Harvard Forest Symposium Abstract 2013

  • Title: The Analytic Web
  • Primary Author: Emery Boose (Harvard Forest)
  • Additional Authors: Lori Clarke (UMASS Amherst); Aaron Ellison (Harvard University); Barbara Lerner (Mount Holyoke College); Lee Osterweil (University of Massachusetts - Amherst )
  • Abstract:

    This long-term project brings together computer scientists and ecologists to investigate a critical problem in science: how to ensure that scientific data analyses are reproducible. The solution appears to lie in the use of “provenance metadata” to document rigorously how data are transformed in each step of an analysis from start to finish. In our current work, this provenance metadata takes the form of two mathematical graphs: a process definition graph (PDG) that specifies the various ways in which a process might unfold; and a data derivation graph (DDG) that describes exactly how a process did unfold in a particular execution.



    These abstract concepts from computer science are tested through application to an ongoing project in a domain science: the analysis of streaming data from meteorological and hydrological sensors at Harvard Forest. Recent efforts have focused on (1) developing methods for quality control of streaming data, using R and Little-JIL (a high-level graphical processing language); (2) developing methods for storing and querying DDGs using an RDF (resource description framework) database; and (3) developing graphical tools in Java for visual exploration of a DDG.
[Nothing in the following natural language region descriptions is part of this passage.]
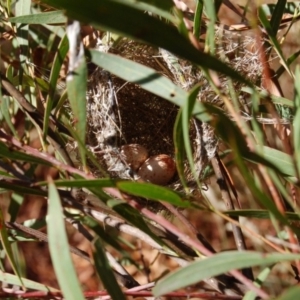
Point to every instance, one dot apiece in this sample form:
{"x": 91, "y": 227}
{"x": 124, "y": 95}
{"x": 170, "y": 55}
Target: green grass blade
{"x": 147, "y": 78}
{"x": 59, "y": 248}
{"x": 114, "y": 16}
{"x": 60, "y": 55}
{"x": 28, "y": 284}
{"x": 187, "y": 111}
{"x": 290, "y": 294}
{"x": 179, "y": 148}
{"x": 154, "y": 192}
{"x": 52, "y": 17}
{"x": 77, "y": 87}
{"x": 8, "y": 250}
{"x": 273, "y": 39}
{"x": 277, "y": 16}
{"x": 216, "y": 265}
{"x": 105, "y": 272}
{"x": 296, "y": 123}
{"x": 198, "y": 18}
{"x": 258, "y": 214}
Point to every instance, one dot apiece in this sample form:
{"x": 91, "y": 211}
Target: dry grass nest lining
{"x": 140, "y": 117}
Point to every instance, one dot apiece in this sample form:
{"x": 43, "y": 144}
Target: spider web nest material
{"x": 121, "y": 113}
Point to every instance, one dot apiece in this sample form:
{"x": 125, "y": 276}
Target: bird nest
{"x": 122, "y": 113}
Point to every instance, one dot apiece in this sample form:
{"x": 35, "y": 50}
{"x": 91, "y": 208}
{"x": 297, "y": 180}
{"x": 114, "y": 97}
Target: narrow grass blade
{"x": 216, "y": 265}
{"x": 260, "y": 279}
{"x": 259, "y": 214}
{"x": 290, "y": 294}
{"x": 52, "y": 17}
{"x": 151, "y": 191}
{"x": 187, "y": 111}
{"x": 147, "y": 78}
{"x": 77, "y": 88}
{"x": 28, "y": 284}
{"x": 115, "y": 15}
{"x": 101, "y": 232}
{"x": 22, "y": 7}
{"x": 105, "y": 272}
{"x": 179, "y": 148}
{"x": 296, "y": 123}
{"x": 277, "y": 16}
{"x": 60, "y": 55}
{"x": 59, "y": 248}
{"x": 273, "y": 39}
{"x": 8, "y": 250}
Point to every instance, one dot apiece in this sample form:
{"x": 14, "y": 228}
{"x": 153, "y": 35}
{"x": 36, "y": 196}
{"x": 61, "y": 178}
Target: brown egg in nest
{"x": 134, "y": 155}
{"x": 158, "y": 169}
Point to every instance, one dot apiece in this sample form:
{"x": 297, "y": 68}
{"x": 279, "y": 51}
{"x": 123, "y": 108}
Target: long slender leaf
{"x": 105, "y": 272}
{"x": 153, "y": 192}
{"x": 216, "y": 265}
{"x": 56, "y": 66}
{"x": 7, "y": 247}
{"x": 125, "y": 20}
{"x": 59, "y": 248}
{"x": 51, "y": 17}
{"x": 29, "y": 284}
    Work for 2013 will focus on creating user-friendly tools to allow scientists to ask questions about how their data (or data from other scientists) have been processed: in effect, to not only analyze data but to analyze the analysis of data. Such tools have the potential to facilitate troubleshooting and greatly improve quality control, especially for large and complex datasets.

  • Research Category: Ecological Informatics and Modelling
    Watershed Ecology